Ad ascoltare le testimonianze degli attentatori o di chi sceglie la scuola come luogo di violenza, spesso si trovano tracce simili. L’attentatore di Graz parla di un costante bullismo a cui era stato sottoposto. L’attentatore di Erfurt, Robert Steinhäuser, compì la sua vendetta nell’istituto scolastico da cui era stato espulso anni prima a causa della falsificazione di un certificato medico. Quell’espulsione gli aveva impedito di avere un impiego, secondo la sua versione, relegandolo alla marginalità sociale. Nelle lettere d’addio, nei video di spiegazione delle stragi, spesso si trovano espressioni simili.
Maschi, soprattutto adolescenti e postadolescenti, fragili e incapaci di trasfigurare in modo collettivo una rabbia sociale se non pianificando una delirante terribile vendetta personale.
È impressionate che l’attentatore di Graz, nel messaggio lasciato alla madre, le chieda di prendersi cura del gatto.

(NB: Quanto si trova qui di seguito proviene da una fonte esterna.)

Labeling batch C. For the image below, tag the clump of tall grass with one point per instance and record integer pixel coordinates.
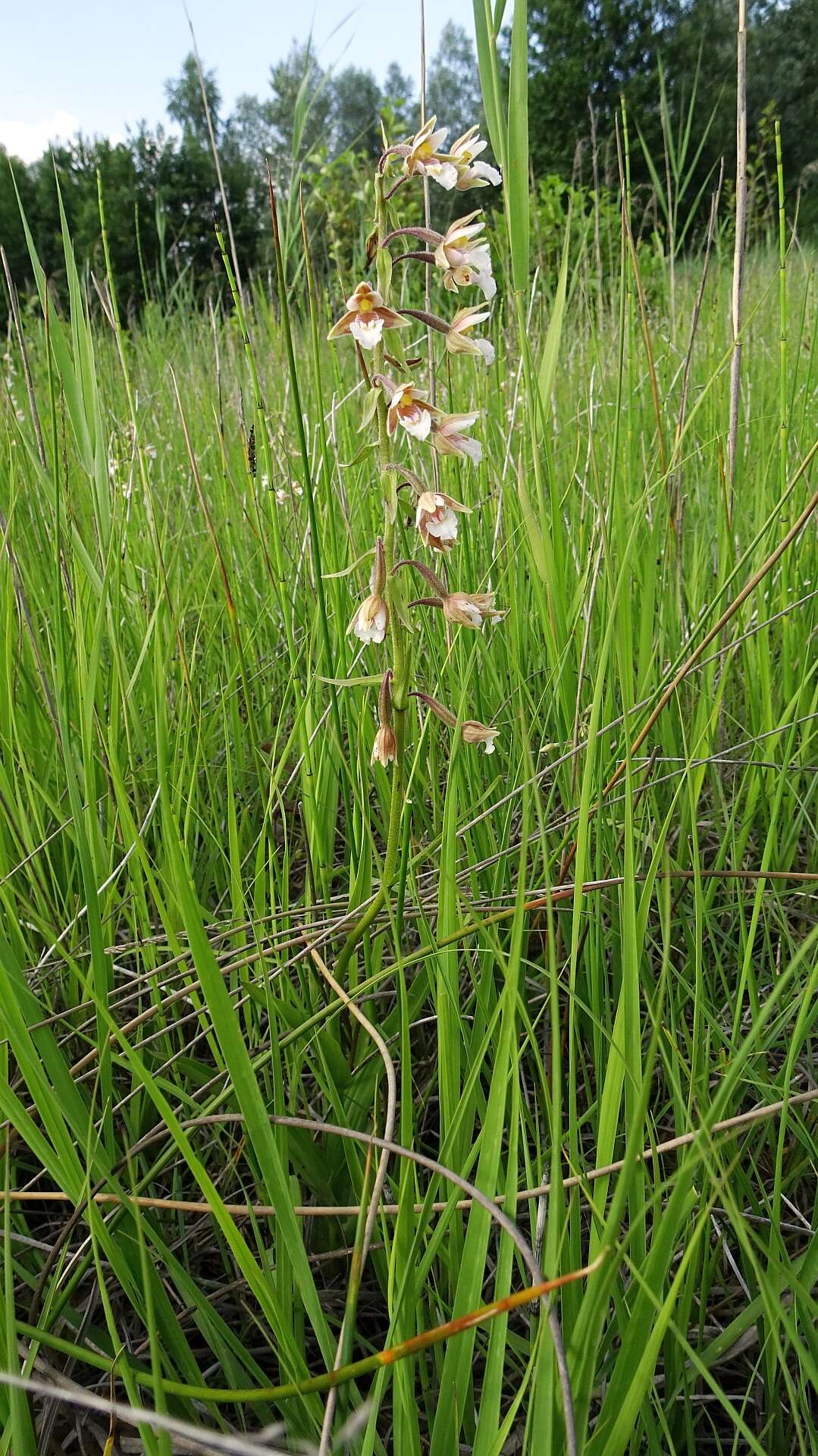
(334, 1043)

Dovremmo provare a sovvertire allora il nostro punto di vista: invece di cercare fuori dalla scuola le ragioni di una violenza che sembra un deflagrante corpo estraneo, dovremmo ammettere che quella violenza è generata dalle relazioni stesse, di potere, di dominio, esercitate spesso in modo invisibile all’interno delle istituzioni scolastiche, come specchio della violenza sociale che avviene fuori. E dovremmo ragionare sugli effetti, oltre che sulle cause, di questa violenza nello sviluppo psichico dei ragazzi.